Vu comme une comédie, Belle de jour est réussi - ce qui, sans doute n'était pas l'intention première de Luis Bunuel lorsqu'il adapta le roman de Joseph Kessel qui se voulait, selon les dires de l'académicien, une démonstration du divorce terrible entre le cœur et la chair, entre un vrai, immense et tendre amour et l'exigence implacable des sens.
Las, le réalisateur ne parvient guère à cette noble entreprise. La faute sans doute à son actrice principale qui, excellente dans ses rôles de fin de carrière (notamment dans La tête haute), ne brillait guère par ses qualités d'interprétation dans les années 60.
Elle incarne ici une femme mariée et désœuvrée, une jolie potiche sans relief qui trompe l'oisiveté de ses après-midis en se prostituant dans la maison de e de Mme Anaïs (actrice dont le profil a de faux airs d'Audrey Hepburn). Le souci, c'est qu'on ne saisit pas bien ce qu'elle fait là : elle ne semble prendre aucun plaisir à ces rencontres clandestines, continue de faire lit à part avec son mari (en lui demandant, par trois fois dans le film, de lui "pardonner", quoi, on ne sait pas trop), ne se lie pas d'amitié avec les deux autres gentilles poules de la maison, ni avec la sympathique tenancière. Le conflit que semble soulever l'oeuvre initiale entre le désir de chair et l'amour fidèle et conjugal (peu manifeste) ici n'apparaît jamais.
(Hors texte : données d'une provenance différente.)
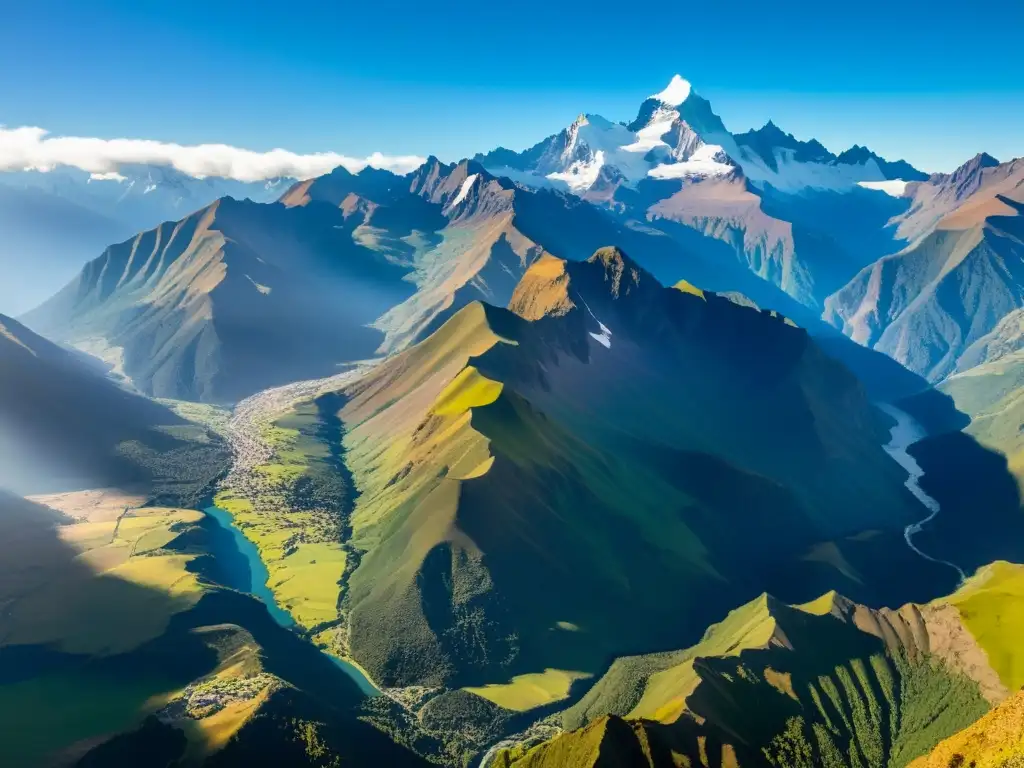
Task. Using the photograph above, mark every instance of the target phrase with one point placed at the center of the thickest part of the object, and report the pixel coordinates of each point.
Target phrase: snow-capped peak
(464, 190)
(675, 93)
M'ont beaucoup amusée les moments où son médecin de mari lui dit d'aller se reposer (de quoi ? elle qui ne fait rien de la journée hormis s'asseoir élégamment dans son canapé) ou lorsqu'on la trouve nerveuse.. Quelle rigolade ! Elle dont on ne peut que remarquer (et s'agacer de) la mollesse absolue, l'inertie et le total manque d'expression.
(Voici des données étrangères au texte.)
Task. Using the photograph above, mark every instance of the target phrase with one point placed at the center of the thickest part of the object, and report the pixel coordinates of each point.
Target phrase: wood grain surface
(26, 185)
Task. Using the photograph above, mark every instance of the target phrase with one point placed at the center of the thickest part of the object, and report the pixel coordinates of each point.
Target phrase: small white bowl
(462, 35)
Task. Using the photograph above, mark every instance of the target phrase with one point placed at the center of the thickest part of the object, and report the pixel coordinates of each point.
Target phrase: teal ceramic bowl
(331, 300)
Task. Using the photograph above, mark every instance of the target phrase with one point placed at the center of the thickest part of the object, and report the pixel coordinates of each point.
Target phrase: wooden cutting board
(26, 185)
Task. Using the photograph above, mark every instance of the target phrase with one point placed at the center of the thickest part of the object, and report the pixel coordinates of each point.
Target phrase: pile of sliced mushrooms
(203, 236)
Pourtant, malgré son apathie manifeste, ses minauderies puériles, son absence de charme, ses silences (qui ne paraissent jamais torturés, malheureusement), elle devient bien vite la chouchoute de ces messieurs clients de la maison de e - sans doute parce qu'elle est blonde, je ne vois que ça.
Il y en a même un pour s'amouracher follement d'elle et ne désirer que sa "Séverine" du soir au matin. Dommage, la desperate housewife n'est dispo que jusqu'à 17h, ce qui va déclencher l'ire de son irascible et peu fréquentable prétendant.
Il y avait pourtant du côté du fantasme de la domination quelque chose à trouver, une idée à cre chez cette femme-enfant que rien ne semble pouvoir satisfaire vraiment, mais les scènes SM sont trop rapides et trop peu crédibles (toujours à cause de cette inexpressivité absolue de la belle Catherine - hello Ryan Gosling, here comes ta maîtresse spirituelle).
Reste un détail à sauver de cette bobine sans grande saveur et globalement mal jouée (exception faite de Piccoli et Francis Blanche) : le style vestimentaire des actrices. Y'a pas à dire : les années 60 sont bien un sommet d'élégance (pour moi, en tous cas). Petits tailleurs, robes chasubles, sahariennes, trench en cuir, foulards en soie dans les cheveux, manteaux à gros boutons tendance Jackie O.. Une vraie source d'inspiration pour toute amatrice de mode qui se respecte.
Je lirais bien volontiers le livre : il y a fort à parier qu'il doit être bien meilleur que son adaptation.